Mesele, bir ‘yanlış’ın veya ‘yanlış yönlendirme’nin nasıl olup da bu kadar ağır sonuçlanabildiği noktasında düğümleniyor. Tabii, paralel bir soru olarak şu da önümüzde: “F16’ların bütün haşmetiyle Kürt kaçakçılarının üzerine sürülmesiyle sonuçlanabilen ruh halinin temeli nedir?”
Tablonun bir diğer boyutu ise medya ve muhalefete yönelik yaklaşım: Sanki çözümün önündeki asıl engeli itiraz eden gazeteciler, aydınlar, muhalif sesler oluşturuyordu. Onların ‘bir susması’ ve bu ‘operasyon’ların ‘itirazsız’ ortamda yapılması halinde işlerin yoluna gireceğine ilişkin bir psikoloji gelişti. Bu psikolojinin etkisiyle medya ‘operasyon’u ilk saatlerde vermeye, önüne gelen bilgileri kamuoyu ile paylaşmaya çekindi.
Sorun ciddileşiyor
Bombalarla yaşamını yitiren gençlerin mensup oldukları köylerin ve aşiretlerin ‘korucu’ olduğu, kaçakçılığı da bölgedeki devlet yetkililerinin bilgisi içinde yaptıkları anlaşılıyor. Ancak sonuç olarak burası Kürtlerin yaşadığı bölge. Bu nedenle her devlet müdahalesi, her can yakan gelişme, hangi eğilimden olursa olsun, bölgedeki Kürtlerin ortak tepkilerine, duygusal birlikteliklerine zemin hazırlıyor.

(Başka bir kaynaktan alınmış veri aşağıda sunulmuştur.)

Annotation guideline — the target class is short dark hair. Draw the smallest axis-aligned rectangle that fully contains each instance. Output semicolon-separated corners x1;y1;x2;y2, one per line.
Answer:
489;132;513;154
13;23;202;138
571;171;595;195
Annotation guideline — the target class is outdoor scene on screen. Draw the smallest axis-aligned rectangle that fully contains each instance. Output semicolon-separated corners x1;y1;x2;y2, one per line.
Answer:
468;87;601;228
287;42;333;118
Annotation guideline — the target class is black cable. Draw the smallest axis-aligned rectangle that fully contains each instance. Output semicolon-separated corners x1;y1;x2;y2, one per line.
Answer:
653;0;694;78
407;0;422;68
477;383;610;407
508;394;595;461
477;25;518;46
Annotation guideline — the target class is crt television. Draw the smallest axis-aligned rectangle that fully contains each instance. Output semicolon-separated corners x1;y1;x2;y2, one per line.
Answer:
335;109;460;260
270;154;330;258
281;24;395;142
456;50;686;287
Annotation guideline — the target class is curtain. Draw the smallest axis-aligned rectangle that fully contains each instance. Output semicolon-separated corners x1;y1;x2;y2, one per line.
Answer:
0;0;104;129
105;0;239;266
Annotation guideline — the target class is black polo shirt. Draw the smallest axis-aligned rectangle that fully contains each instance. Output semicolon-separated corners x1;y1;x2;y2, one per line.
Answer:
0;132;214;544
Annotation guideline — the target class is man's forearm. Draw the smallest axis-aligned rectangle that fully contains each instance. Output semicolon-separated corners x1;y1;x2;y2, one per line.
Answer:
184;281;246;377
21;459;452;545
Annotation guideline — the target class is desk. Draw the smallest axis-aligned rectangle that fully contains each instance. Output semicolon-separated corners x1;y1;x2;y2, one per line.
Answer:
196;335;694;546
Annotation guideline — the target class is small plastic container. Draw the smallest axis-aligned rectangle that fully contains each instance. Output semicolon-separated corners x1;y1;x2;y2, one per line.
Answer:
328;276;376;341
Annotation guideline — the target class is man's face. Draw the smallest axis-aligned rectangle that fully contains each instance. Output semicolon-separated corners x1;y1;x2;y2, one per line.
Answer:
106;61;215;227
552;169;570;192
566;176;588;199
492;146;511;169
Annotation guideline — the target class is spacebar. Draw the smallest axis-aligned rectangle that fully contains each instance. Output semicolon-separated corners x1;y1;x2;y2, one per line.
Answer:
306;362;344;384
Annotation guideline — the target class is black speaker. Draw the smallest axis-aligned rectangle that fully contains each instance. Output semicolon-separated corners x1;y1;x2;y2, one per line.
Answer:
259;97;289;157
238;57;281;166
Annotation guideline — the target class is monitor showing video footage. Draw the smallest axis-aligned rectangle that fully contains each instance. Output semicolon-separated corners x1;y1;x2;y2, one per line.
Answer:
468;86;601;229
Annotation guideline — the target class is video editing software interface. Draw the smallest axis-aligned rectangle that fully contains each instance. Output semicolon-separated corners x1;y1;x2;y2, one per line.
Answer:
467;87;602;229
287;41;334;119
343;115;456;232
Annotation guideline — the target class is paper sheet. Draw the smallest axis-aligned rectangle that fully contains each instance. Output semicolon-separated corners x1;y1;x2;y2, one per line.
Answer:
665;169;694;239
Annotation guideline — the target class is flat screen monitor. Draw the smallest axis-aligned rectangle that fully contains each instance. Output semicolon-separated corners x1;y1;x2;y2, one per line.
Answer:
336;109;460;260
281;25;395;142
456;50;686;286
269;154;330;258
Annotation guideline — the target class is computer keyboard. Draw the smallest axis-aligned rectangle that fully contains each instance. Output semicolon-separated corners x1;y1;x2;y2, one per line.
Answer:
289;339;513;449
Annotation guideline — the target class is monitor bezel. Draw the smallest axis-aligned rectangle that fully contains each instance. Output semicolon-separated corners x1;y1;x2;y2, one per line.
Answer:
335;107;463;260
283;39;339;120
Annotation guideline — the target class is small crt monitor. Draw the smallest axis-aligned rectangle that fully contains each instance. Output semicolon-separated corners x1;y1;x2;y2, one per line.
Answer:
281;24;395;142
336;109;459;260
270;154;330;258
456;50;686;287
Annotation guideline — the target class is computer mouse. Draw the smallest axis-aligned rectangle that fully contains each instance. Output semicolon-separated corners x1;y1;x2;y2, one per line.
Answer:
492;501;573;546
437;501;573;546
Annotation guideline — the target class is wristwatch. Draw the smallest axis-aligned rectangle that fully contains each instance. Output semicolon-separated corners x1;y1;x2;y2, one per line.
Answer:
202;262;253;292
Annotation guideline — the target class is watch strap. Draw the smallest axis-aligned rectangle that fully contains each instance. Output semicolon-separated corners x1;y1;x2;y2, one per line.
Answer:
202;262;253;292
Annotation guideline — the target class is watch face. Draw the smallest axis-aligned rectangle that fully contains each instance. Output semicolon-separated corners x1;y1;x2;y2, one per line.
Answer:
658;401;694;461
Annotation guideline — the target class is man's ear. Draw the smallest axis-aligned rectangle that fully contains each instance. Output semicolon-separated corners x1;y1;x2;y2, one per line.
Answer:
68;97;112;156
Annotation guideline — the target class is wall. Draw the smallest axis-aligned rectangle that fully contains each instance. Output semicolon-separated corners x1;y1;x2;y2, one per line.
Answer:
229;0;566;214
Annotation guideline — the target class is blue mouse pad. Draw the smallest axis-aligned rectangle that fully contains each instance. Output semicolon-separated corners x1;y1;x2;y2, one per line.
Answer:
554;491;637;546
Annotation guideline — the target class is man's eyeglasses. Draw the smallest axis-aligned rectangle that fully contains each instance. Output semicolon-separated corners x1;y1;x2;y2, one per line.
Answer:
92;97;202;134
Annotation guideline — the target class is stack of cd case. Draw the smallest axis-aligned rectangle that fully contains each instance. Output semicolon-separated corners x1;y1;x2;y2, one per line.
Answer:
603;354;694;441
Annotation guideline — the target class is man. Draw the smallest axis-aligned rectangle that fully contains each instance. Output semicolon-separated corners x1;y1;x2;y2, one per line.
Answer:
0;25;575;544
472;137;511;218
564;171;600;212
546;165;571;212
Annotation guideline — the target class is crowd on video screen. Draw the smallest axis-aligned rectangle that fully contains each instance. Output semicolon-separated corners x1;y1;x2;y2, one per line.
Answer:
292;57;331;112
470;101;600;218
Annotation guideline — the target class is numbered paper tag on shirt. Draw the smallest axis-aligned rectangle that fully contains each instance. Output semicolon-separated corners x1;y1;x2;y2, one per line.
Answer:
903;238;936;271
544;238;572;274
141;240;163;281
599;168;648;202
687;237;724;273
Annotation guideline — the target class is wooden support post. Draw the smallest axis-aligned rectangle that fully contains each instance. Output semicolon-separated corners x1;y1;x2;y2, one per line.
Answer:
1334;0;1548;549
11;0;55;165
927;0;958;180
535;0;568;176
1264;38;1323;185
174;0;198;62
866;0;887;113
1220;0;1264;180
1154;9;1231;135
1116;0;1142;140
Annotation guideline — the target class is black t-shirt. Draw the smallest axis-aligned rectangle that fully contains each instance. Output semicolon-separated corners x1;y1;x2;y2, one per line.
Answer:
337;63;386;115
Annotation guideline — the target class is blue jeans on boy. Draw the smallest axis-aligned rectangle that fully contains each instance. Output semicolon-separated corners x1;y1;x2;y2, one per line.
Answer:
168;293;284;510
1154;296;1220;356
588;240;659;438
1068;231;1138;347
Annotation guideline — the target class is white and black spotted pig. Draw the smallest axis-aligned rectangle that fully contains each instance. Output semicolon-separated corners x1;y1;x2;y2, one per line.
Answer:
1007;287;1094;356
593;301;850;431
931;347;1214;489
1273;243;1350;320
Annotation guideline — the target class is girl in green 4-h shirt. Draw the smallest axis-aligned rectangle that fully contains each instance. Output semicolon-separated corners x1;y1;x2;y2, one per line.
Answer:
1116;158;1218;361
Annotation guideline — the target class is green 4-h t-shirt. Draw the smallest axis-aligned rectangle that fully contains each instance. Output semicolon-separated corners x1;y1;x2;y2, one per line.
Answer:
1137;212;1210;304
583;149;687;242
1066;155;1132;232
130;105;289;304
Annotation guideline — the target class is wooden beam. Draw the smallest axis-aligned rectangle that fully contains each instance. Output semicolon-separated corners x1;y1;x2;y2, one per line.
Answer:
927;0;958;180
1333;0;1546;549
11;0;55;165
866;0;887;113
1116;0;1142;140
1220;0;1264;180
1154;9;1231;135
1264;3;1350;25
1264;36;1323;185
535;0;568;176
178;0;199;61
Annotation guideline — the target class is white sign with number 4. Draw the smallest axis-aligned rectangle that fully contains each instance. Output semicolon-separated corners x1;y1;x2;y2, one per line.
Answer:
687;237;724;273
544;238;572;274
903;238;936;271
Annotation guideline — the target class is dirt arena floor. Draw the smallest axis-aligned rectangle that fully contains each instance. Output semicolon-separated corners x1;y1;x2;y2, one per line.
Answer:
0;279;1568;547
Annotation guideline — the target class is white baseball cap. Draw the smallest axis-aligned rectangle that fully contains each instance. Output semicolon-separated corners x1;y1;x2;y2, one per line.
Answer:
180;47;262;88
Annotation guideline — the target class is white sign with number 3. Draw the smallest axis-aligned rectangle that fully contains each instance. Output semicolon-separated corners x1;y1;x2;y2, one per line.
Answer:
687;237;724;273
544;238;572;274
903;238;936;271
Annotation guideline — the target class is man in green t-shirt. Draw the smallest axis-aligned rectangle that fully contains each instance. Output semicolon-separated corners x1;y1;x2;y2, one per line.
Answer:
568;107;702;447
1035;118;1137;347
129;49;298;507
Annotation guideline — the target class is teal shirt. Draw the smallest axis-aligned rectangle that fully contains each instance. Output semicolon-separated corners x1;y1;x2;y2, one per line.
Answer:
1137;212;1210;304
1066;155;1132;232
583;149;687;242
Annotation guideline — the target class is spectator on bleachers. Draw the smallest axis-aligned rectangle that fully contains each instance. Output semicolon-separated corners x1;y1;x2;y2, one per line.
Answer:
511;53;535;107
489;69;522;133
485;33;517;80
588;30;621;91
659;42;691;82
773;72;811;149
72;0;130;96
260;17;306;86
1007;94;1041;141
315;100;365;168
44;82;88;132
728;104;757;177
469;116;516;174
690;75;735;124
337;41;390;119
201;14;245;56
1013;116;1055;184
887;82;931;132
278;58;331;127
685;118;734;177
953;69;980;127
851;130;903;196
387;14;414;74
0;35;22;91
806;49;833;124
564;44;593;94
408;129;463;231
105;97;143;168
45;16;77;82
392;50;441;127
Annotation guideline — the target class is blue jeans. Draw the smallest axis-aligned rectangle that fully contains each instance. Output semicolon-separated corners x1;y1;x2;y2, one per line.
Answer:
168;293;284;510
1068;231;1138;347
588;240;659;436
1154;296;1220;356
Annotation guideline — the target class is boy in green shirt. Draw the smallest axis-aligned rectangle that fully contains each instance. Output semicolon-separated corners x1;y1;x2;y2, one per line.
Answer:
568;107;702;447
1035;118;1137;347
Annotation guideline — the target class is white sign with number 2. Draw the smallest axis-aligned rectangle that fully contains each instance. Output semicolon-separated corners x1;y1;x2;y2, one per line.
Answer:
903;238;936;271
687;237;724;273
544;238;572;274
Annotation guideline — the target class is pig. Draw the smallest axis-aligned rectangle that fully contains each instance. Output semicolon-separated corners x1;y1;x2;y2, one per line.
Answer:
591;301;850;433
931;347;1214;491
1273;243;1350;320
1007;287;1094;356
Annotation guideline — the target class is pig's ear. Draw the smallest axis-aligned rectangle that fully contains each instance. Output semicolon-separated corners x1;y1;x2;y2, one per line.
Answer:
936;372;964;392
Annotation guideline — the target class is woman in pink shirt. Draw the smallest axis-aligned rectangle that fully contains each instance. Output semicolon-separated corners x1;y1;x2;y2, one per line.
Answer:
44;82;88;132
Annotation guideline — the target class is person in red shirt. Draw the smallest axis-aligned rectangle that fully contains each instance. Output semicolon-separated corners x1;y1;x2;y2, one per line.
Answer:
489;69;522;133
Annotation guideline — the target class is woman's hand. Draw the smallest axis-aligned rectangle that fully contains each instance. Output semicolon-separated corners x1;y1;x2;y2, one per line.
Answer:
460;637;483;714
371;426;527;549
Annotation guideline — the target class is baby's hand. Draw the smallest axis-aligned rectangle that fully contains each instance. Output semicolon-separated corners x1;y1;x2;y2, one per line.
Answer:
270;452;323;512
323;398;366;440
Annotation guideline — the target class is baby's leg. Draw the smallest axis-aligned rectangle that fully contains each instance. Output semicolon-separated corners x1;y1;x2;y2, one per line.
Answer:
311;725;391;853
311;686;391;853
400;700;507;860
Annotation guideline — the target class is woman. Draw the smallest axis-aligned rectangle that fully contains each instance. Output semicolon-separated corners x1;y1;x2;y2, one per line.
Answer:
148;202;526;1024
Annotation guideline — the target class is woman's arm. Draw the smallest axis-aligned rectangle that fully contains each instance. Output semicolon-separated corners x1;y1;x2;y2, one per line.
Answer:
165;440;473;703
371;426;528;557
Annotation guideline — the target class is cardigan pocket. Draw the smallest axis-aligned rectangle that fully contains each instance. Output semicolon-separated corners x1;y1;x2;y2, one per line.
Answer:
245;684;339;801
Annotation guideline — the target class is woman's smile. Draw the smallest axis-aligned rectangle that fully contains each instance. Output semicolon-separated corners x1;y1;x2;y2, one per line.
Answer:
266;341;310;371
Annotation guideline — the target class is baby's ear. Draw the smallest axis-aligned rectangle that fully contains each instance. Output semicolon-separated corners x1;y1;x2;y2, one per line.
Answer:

Silahın ‘her şeyi halledecek asıl güç’ olduğuna inanan anlayış her iki kesimde de güçlü olarak var. Bir yanda, “Heronlar, insansız hava araçları, bombardıman uçaklarıyla onları dümdüz ederiz” diyen ve kendini silah teknolojisinin büyüsüne kaptıran bir ‘cephe’, kendi inandığı gerçeğin peşinden gidiyor; diğer bir cephede ise “PKK’nın elindeki silahlar olmazsa bunlar bizi yok ederler” anlayışının taraftar toplayabildiğini görebiliyoruz.
Ancak, ‘silahın ve şiddetin gerçekliği’ içinde, gide gide Uludere’ye kadar gidiyor ve yaşamın acı tablosuyla yüz yüze geliyoruz. Kürt meselesi, bir kimlik gerçekliği, bir etnik gerçekliktir. Eninde sonunda, çözümü silahsız ortamda, hak hukuk temelinde konuşacağız. Sonuç olarak, şimdilik, Uludere’nin, bir kaza değil, bir tercihin gidebildiği ve tıkandığı en uç nokta olduğunu söyleyebiliyoruz.